Methylation levels key to glioblastoma survival
A new study analyzing gene expression among patients
with glioblastomas has found that not all of the common, deadly brain tumors appear
the same upon closer examination.
The research, directed by scientists at The University
of Texas M. D. Anderson Cancer Center, identified three subgroups of tumors that
differed according to the degree of overall methylation, finding that patients
whose tumors fell in a group with mixed levels of methylation had improved survival
time over those with high or low levels of methylation. During methylation, healthy
genes can be switched on or off potentially causing cancer without any changes
in the underlying DNA sequence.
One group of tumors exhibited extensive methylation,
while a second showed very low levels of methylation. In both of these groups,
patients fared poorly, with a median survival time of 47 to 54 weeks following
diagnosis and a less than 20 percent chance of living beyond two years.
However, a third group of tumors was defined by over-
or under-methylation of bits of DNA known as CpG islands. This third, mixed group
also showed methylation of a specific set of genes that were unmethylated in the
other groups. Patients in this group had a significantly improved overall survival
- a median of 99 weeks following diagnosis and a 50 percent chance of living beyond
two years.
Results were presented at the 2008 American Association for Cancer Research Molecular
Diagnostics in Cancer Therapeutic Development meeting.
For the study, researchers analyzed data from 183 glioblastoma
patients through the Cancer Genome Atlas, a project organized by the National
Cancer Institute and the National Human Genome Research Institute to catalog molecular
abnormalities responsible for cancer, using genome analysis techniques. They filtered
the data to include the CpG islands that showed a high variation among the samples,
resulting in 143 CpG islands, and highlighting the three subgroups of tumors.
In additional tests, researchers compared the relationship
between the tumors' methylation with their expression of messenger RNA (mRNA),
which carries instructions from DNA to the protein-making structures in cells,
in 153 patient samples in the Cancer Genome Atlas.

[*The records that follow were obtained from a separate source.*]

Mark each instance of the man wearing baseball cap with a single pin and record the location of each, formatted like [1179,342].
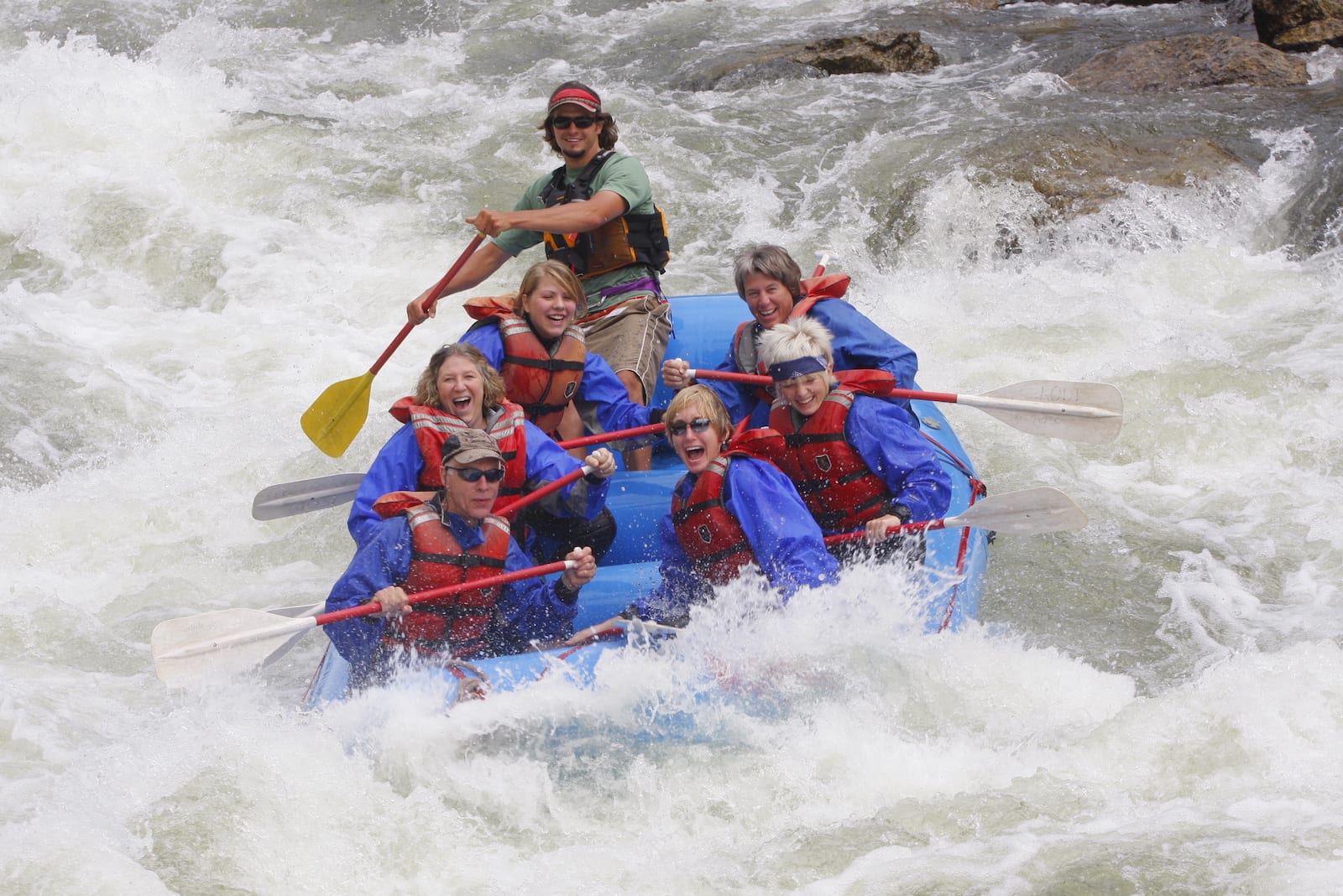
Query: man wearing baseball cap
[595,214]
[449,539]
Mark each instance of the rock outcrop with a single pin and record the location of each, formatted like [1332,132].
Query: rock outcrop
[1189,62]
[1299,26]
[876,53]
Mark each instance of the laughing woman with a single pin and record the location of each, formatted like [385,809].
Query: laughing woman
[853,456]
[729,511]
[461,391]
[532,340]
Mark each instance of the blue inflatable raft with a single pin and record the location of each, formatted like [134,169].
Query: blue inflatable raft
[957,557]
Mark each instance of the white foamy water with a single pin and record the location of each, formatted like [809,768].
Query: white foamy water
[208,215]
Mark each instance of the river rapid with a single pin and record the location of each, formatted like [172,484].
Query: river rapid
[210,212]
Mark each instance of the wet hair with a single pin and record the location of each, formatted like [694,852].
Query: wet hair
[709,404]
[772,262]
[426,391]
[610,133]
[561,273]
[794,340]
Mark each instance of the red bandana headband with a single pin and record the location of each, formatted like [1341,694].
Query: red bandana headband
[577,96]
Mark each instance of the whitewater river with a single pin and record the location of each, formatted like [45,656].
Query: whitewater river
[212,211]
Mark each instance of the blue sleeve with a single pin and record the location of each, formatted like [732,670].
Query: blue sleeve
[530,608]
[738,398]
[604,388]
[382,561]
[861,345]
[672,598]
[487,337]
[900,455]
[547,461]
[786,539]
[396,468]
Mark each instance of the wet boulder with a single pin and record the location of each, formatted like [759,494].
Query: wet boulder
[875,53]
[1299,26]
[1188,62]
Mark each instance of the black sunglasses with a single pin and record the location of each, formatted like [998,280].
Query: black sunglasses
[473,474]
[698,425]
[562,122]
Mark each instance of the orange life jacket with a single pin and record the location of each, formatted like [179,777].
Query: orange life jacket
[839,487]
[828,286]
[433,427]
[541,380]
[453,624]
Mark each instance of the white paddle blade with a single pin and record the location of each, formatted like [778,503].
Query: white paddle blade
[306,495]
[221,643]
[1032,511]
[1091,412]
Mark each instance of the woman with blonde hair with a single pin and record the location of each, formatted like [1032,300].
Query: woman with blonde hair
[854,457]
[532,338]
[461,391]
[731,511]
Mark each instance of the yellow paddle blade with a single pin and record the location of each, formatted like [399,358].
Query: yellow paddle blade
[339,414]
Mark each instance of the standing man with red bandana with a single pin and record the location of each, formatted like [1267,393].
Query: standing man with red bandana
[595,214]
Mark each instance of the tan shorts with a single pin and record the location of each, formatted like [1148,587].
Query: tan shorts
[633,337]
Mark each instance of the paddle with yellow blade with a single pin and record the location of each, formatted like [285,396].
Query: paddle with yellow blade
[339,414]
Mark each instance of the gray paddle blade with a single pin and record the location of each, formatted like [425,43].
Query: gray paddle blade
[306,495]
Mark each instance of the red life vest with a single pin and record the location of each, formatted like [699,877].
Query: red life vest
[829,286]
[708,531]
[453,624]
[433,427]
[541,380]
[839,487]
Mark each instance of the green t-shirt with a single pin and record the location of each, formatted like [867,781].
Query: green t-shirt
[624,176]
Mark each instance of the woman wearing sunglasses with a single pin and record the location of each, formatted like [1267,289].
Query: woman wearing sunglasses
[853,456]
[532,340]
[442,539]
[731,511]
[461,391]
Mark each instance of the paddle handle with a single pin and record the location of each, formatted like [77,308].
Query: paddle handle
[429,304]
[548,488]
[731,376]
[611,436]
[447,591]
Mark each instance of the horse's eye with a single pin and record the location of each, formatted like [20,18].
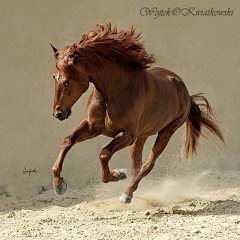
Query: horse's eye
[66,84]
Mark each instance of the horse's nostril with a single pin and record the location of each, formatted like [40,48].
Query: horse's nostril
[58,115]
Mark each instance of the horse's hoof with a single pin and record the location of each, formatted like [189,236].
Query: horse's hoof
[121,175]
[125,198]
[61,189]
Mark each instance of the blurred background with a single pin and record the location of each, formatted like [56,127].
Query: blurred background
[202,50]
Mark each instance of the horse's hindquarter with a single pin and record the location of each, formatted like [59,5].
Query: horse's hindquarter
[166,99]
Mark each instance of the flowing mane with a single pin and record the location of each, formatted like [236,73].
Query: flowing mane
[122,46]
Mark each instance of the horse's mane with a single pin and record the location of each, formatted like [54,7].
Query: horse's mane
[102,42]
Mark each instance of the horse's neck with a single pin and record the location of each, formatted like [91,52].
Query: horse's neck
[114,81]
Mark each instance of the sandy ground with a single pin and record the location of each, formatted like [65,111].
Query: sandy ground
[202,206]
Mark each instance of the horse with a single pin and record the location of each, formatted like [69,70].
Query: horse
[130,101]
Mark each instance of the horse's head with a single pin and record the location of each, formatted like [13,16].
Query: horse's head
[71,81]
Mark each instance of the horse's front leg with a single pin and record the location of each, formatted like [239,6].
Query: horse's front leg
[122,140]
[81,133]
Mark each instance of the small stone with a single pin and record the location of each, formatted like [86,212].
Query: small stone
[147,213]
[196,231]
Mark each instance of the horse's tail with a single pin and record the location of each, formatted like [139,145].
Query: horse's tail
[201,115]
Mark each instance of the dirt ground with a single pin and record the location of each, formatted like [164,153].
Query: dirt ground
[202,206]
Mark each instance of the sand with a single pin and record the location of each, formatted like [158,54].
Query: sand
[202,206]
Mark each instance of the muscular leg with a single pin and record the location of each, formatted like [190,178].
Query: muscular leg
[81,133]
[160,144]
[122,140]
[136,154]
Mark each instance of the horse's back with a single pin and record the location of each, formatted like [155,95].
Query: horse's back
[167,99]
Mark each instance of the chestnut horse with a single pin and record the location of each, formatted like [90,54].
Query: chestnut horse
[130,102]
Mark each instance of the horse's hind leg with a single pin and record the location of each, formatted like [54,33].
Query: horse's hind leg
[136,155]
[161,142]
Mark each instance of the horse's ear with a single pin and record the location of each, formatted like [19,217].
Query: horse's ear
[54,50]
[72,60]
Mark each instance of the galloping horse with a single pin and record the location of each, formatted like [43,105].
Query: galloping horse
[130,102]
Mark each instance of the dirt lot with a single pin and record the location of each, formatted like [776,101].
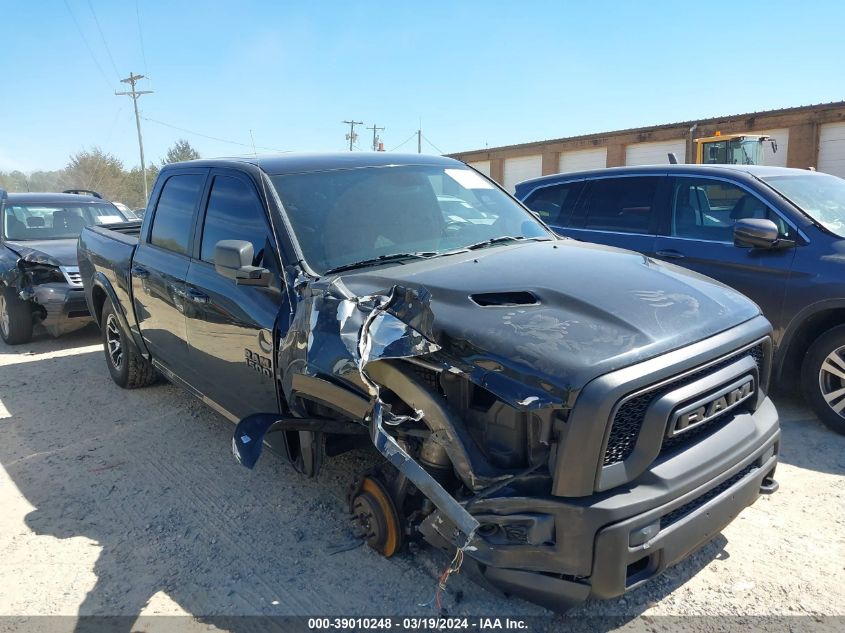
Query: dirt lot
[129,502]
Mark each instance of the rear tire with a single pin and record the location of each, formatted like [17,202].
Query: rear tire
[127,367]
[15,317]
[823,378]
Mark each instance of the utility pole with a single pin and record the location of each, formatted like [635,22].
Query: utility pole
[375,136]
[352,137]
[131,79]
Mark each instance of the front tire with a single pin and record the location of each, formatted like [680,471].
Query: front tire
[15,318]
[127,367]
[823,378]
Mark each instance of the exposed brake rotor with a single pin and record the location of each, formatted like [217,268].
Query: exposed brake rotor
[374,513]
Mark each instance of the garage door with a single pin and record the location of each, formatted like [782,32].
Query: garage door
[522,168]
[583,159]
[483,166]
[655,153]
[778,158]
[832,149]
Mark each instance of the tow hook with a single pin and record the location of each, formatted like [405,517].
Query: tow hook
[768,486]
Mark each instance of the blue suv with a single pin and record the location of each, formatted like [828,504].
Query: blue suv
[775,234]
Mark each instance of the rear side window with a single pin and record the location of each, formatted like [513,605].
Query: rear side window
[554,204]
[625,205]
[234,213]
[174,213]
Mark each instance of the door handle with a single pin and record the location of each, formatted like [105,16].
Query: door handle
[197,297]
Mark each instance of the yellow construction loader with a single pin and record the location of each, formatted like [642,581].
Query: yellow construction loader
[732,149]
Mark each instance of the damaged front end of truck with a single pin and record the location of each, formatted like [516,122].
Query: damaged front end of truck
[384,347]
[51,290]
[554,482]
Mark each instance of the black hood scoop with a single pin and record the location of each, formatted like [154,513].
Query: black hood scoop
[509,299]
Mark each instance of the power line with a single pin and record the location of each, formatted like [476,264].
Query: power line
[352,137]
[213,138]
[375,136]
[404,142]
[432,144]
[141,35]
[103,37]
[88,46]
[131,80]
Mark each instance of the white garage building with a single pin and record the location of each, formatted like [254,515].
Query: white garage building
[808,136]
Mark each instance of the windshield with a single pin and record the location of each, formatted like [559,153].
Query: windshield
[345,216]
[820,196]
[55,221]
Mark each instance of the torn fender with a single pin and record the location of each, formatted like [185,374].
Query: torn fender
[335,335]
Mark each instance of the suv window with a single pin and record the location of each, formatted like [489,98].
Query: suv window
[234,213]
[554,204]
[174,213]
[707,209]
[625,205]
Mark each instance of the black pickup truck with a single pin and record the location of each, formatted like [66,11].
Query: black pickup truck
[567,419]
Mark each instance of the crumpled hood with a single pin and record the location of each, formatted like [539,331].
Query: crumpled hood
[598,309]
[51,252]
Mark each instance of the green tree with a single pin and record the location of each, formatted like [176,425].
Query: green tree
[97,170]
[135,186]
[181,150]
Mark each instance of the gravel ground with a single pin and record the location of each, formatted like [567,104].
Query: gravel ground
[129,502]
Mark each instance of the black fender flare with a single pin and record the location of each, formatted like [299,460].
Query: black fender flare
[795,326]
[102,282]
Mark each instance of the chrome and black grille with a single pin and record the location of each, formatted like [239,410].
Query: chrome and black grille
[72,275]
[628,419]
[679,513]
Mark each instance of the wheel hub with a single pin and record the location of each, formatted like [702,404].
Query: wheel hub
[375,515]
[832,380]
[113,342]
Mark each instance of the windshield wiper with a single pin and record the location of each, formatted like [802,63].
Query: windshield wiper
[504,238]
[373,261]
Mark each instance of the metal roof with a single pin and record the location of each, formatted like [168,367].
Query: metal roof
[760,171]
[654,128]
[46,197]
[304,162]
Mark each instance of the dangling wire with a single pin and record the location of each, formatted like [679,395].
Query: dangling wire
[453,568]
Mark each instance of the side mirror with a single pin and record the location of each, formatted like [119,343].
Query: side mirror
[755,233]
[233,260]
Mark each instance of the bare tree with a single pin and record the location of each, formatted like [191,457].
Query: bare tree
[181,150]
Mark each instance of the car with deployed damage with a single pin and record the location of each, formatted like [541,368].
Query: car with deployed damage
[565,419]
[773,233]
[39,276]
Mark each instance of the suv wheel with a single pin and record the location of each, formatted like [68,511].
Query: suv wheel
[15,317]
[823,378]
[126,365]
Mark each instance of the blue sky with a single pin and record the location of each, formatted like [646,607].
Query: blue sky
[475,73]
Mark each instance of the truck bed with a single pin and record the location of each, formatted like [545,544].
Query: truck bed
[107,251]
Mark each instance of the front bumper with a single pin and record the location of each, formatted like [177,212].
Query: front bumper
[604,545]
[63,307]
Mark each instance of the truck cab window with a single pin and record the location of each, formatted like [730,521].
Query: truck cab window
[174,214]
[554,204]
[625,205]
[707,209]
[234,213]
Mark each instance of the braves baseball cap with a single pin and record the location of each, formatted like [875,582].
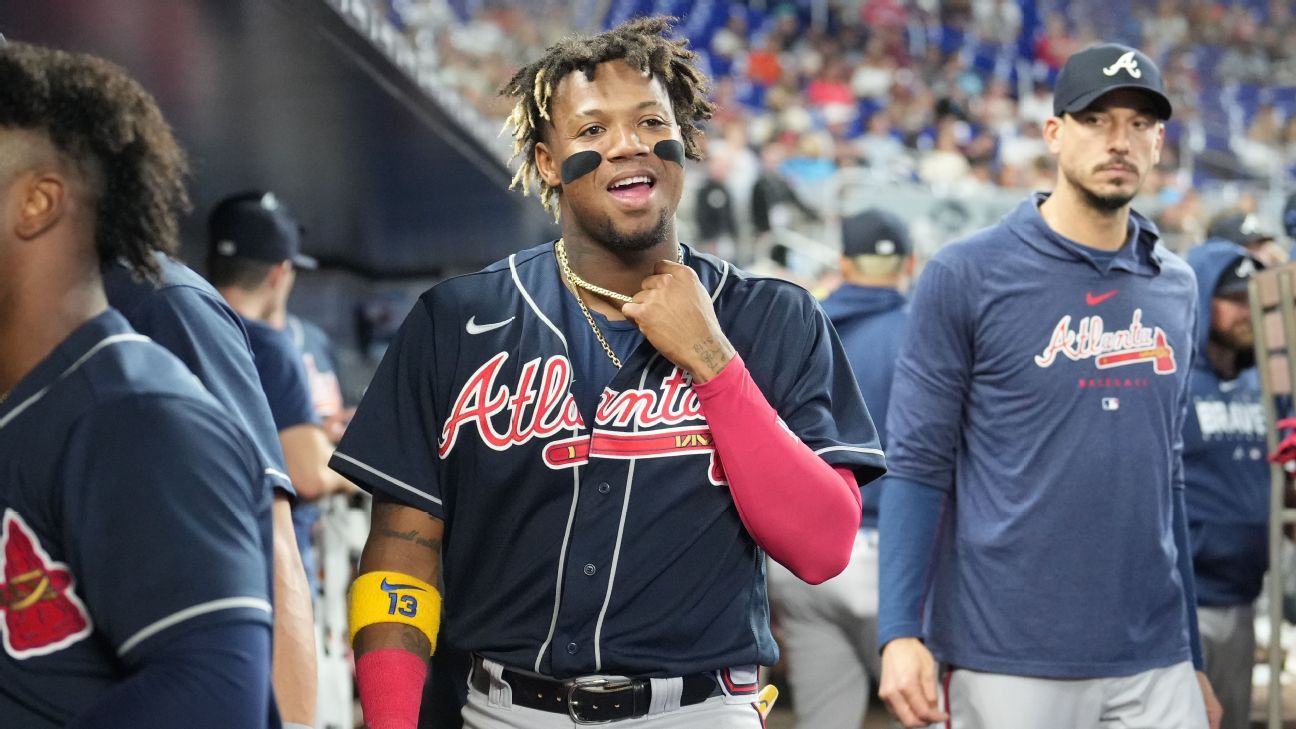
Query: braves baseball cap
[875,232]
[254,225]
[1237,274]
[1243,228]
[1104,68]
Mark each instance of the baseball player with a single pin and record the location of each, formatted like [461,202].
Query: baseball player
[254,252]
[828,632]
[599,439]
[184,314]
[1033,537]
[134,513]
[1226,475]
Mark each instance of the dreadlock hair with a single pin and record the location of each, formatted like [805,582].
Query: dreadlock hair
[110,130]
[643,44]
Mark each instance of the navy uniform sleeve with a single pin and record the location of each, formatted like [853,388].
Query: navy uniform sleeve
[161,509]
[283,376]
[822,405]
[932,380]
[208,336]
[390,444]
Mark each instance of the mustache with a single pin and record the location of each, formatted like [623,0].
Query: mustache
[1125,165]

Among the 51 genes that were specifically methylated
in the mixed group, 14 genes (35 percent) showed a related, greater than 1.5-fold
decrease in expression. By comparison, among the 13 genes specifically methylated
in the other two groups, three genes (23 percent) showed a related decrease in
expression.
Overall, scientists found the mRNA gene expression profile
of the mixed group to greatly differ from the others, in particular through an
increased expression of genes whose over-expression previously had been found
to be associated with improved outcomes, including certain genes associated with
neural development. In addition, other genes previously associated with poor outcomes
were under-expressed in this group. In all, researchers found more than 200 genes
with a higher than 2.5-fold difference in expression between the mixed group versus
the other two groups, but minimal gene expression variability between the high
and low methylation groups.
"This study shows that the methylation status of CpG
islands may serve a robust, and previously unexplored, source of biomarkers for
this disease," said lead author Christopher E. Pelloski, M.D., an assistant professor
of radiation oncology and pathology at M. D. Anderson. "It also indicates that
there seems to be a common theme to glioblastoma that the more closely the tumor
cells resemble cells of neural development, the less aggressive the clinical course;
whereas if they more resemble mesenchymal cells, which are poorly differentiated
and invasive, the worse the clinical outcome will be.